The feminist poetry movement emerged as the women's movement did. It flourished in writing workshops and at open readings, on the kitchen tables, of self-publishing poets/activists, at political rallies, and in the work of established women poets who began slowly to transform their ideas about formal strategies and thematic possibilities.
By 1972 feminist poetry had a solid network of feminist publishing to sustain it, and its practitioners, including Judy Grahn and Adrienne Rich, were publishing poems that contemplated not just the common oppressions faced by women themselves.
This book explores the roots of this movement in the upheavals in American poetry in the 1960s and charts the central components of feminist poetry as they grew out of this period and as they were influenced by important, even revolutionary, women poets--like Emily Dickinson and Muriel Rukeyser--who had gone before. By looking not only at the volumes of poetry that emerged in the 1970s, but also at the abundant women's journals and newspapers that relied on poetry as a mainstay of expression during the period, this book demonstrates the central role that feminist poetry played in forwarding the goals and spirit of the women's movement.
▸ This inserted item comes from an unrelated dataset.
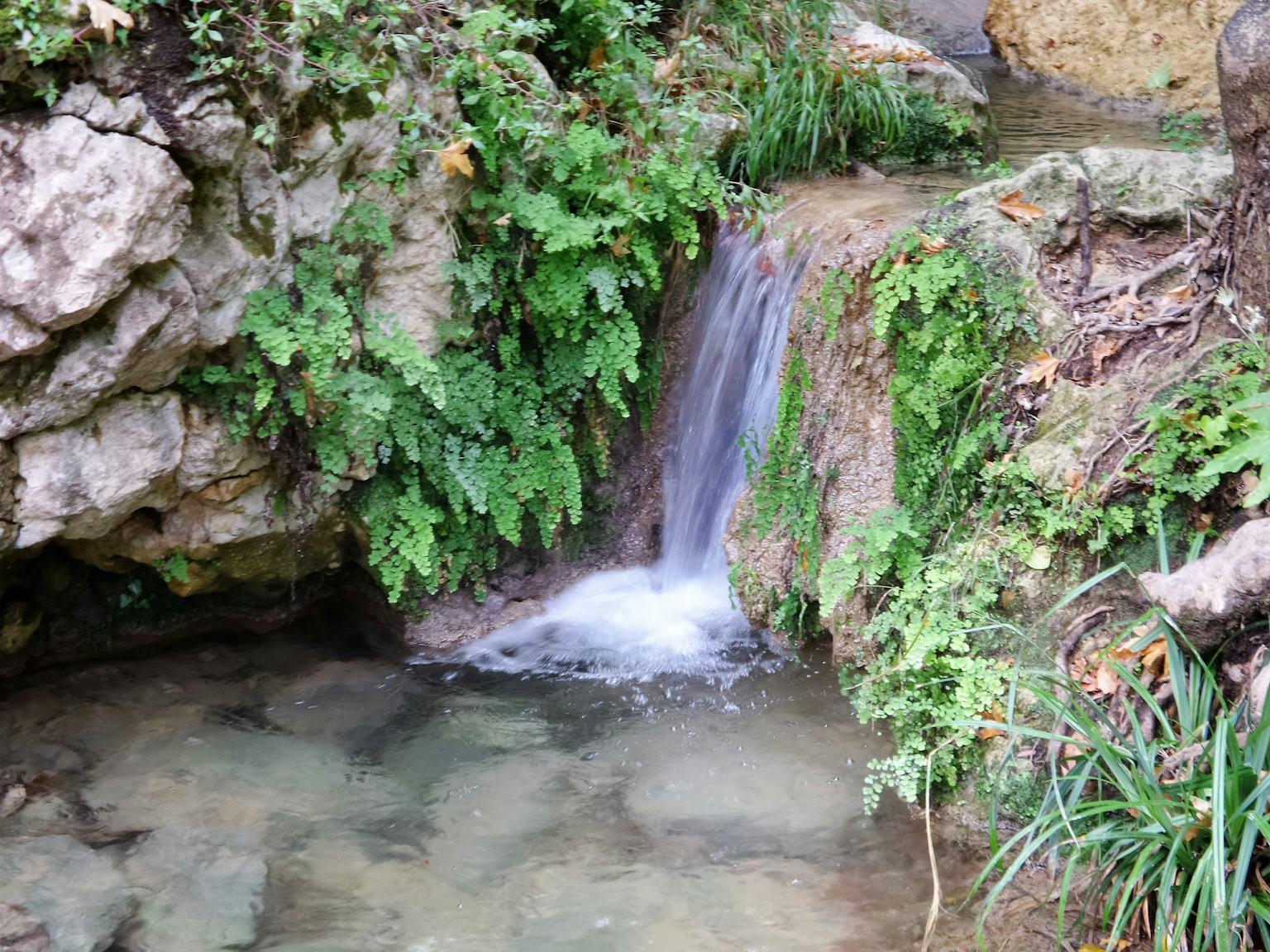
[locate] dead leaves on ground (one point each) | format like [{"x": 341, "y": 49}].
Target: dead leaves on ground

It also explores how this movement's early ideas and practices sustained it through periods of social and governmental backlash.
Readings of six representative poets--Judy Grahn, June Jordan, Gloria Anzaldua, Irena Klepfisz, Joy Harjo, and Minnie Bruce Pratt--are also offered here.
These provide a close look at the ways feminist poets not only have successfully proven that a woman can be a poet but also have contributed important practices from their respective cultural traditions and affirmed the necessity to recognize differences between women themselves.
The result is a full portrait of both the roots of feminist poetry in diverse American literary and cultural traditions and the substantial influence feminist poetry wields in the increasingly diverse contemporary poetry scene.